Moreover, this gets printed multiple times:
== Status ==
Memory usage on this node: 11.4/238.1 GiB
Using FIFO scheduling algorithm.
Resources requested: 9.0/12 CPUs, 0/0 GPUs, 0.0/8.4 GiB heap, 0.0/3.54 GiB objects
Result logdir: /data/lgbm_distributed_ray/repo/learning_ray_lightgbm/adidas_hpo_modin/output_modin/target_8/training_function_2021-10-25_22-43-24
Number of trials: 1/1 (1 RUNNING)
+----------------------------+----------+-------+-----------------+--------------------+--------------+
| Trial name | status | loc | learning_rate | min_data_in_leaf | num_leaves |
|----------------------------+----------+-------+-----------------+--------------------+--------------|
| training_function_a3033cc0 | RUNNING | | 0.0869468 | 20 | 255 |
+----------------------------+----------+-------+-----------------+--------------------+--------------+
Here is snapshot of my code:
algo = HyperOptSearch( metric="validation-l2",
mode="min",
)
algo = ConcurrencyLimiter(algo, max_concurrent=1)
# Ray LightGBM params
ray_params = RayParams(
max_actor_restarts=1,
gpus_per_actor=0,
cpus_per_actor=2,
num_actors=4)
# Load data and pass through tune.with_parameters
train_path = os.path.join(data_dir, f'data_train') # data dir has a bunch of partitioned .snappy.parquet files
print('-'*10, 'Loading data with MODIN', '-'*10)

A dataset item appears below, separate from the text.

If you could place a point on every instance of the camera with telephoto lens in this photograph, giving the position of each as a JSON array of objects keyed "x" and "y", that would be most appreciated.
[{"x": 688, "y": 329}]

train_dataset = pd.read_parquet(train_path, columns=COLUMNS) # COLUMNS is defined properly
print('-'*10, 'Modin dataframes', '-'*10)
pprint(train_dataset)
print('-'*10, 'Running Ray Tune', '-'*10)
analysis = tune.run(
tune.with_parameters(training_function, data=(ray_params, train_dataset)),
# Use the `get_tune_resources` helper function to set the resources.
resources_per_trial=ray_params.get_tune_resources(),
config={
# LightGBM parameters
"learning_rate": tune.uniform(0.01, 0.2)},
search_alg=algo,
num_samples=1,
metric="validation-l2",
mode="min",
)
print('-'*10, 'Done running Ray Tune', '-'*10)
# inside trainer
def training_function(config, data=None):
ray_params, train_dataset = data
print('-'*10, 'Creating RayDMatrix for training.', '-'*10)
dtrain = RayDMatrix(
train_dataset,
label="y", # Will select this column as the label
distributed=True)
...
evals_result = {}
bst = Train(
lgb_params,
dtrain,
num_boost_round=100,
evals_result=evals_result,
ray_params=ray_params
)
Notes:
-
training_function
runs smoothly when I do not use it with tune. - I am using Ray==1.7.0 in a Kubernetes cluster.
- Increasing ray cluster resources does not help.